Боже мой,Ты возвратился к нам в подозрительном свете,в ложном сумраке,в сомнительной ясности,незаметно прокрался в мою тревогу,я еще не уверена, что это Ты,и не уверена, что это не Ты,Ты предлагаешь мне только свое молчаниеи свое вероломное присутствие,я не решаюсь назвать тебя,Бог, почти незнакомый и все-таки узнанный,Мой Бог.
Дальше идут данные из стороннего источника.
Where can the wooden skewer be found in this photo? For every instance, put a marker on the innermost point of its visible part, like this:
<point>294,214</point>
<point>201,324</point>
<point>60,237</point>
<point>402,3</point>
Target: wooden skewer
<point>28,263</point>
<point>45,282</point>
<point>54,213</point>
23 июля 1943, South HadleyМожет быть, это не великие стихи; они слишком рассудочны для великих стихов. Но и это, по-моему, текст очень сильный. Это можно назвать поэтической теологией – не после Аушвица, но во время Аушвица. Как и у Шестова, это «чистая апофатика», богословие отрицательное. Но апофатика трагическая, апофатика, в самом деле, на фоне дымящихся крематориев. Бог Шестова «остается условной гипотезой» (как писал Бердяев). Бог Беспаловой, недостижимый, невозможный, отсутствующий, остается или, может быть, с годами становится для нее, предметом страстных и отчаянных поисков, религиозных поисков в эпоху величайшей Катастрофы, до которой, как уже сказано, Шестов благоразумно не дожил. Не могу не процитировать еще одну запись, сохранившуюся в ее тетрадях, видимо, самых последних лет, когда война уже кончилась: «Мир выходит ошалевшим из этого долгого неистовства… Бог был покинут. Никто не хотел умирать за него. Никто не хотел жить для него… Бог молчал во время этой войны. Только Бог войск говорил своим грозным голосом. Бог, который правит народами и не считает души. Бог Библии и Немезида греков. Но Христос не воскрес. Возможно, он был среди своих братьев на этой фабрике смерти. Никто его не видел. Он никого не утешил… Я не говорю, что Бог умер; я говорю, что умер его образ, созданный мною. Теперь Он должен снова открыться (с’est à Lui de se révéler de nouveau)». Похоже, Он не открылся.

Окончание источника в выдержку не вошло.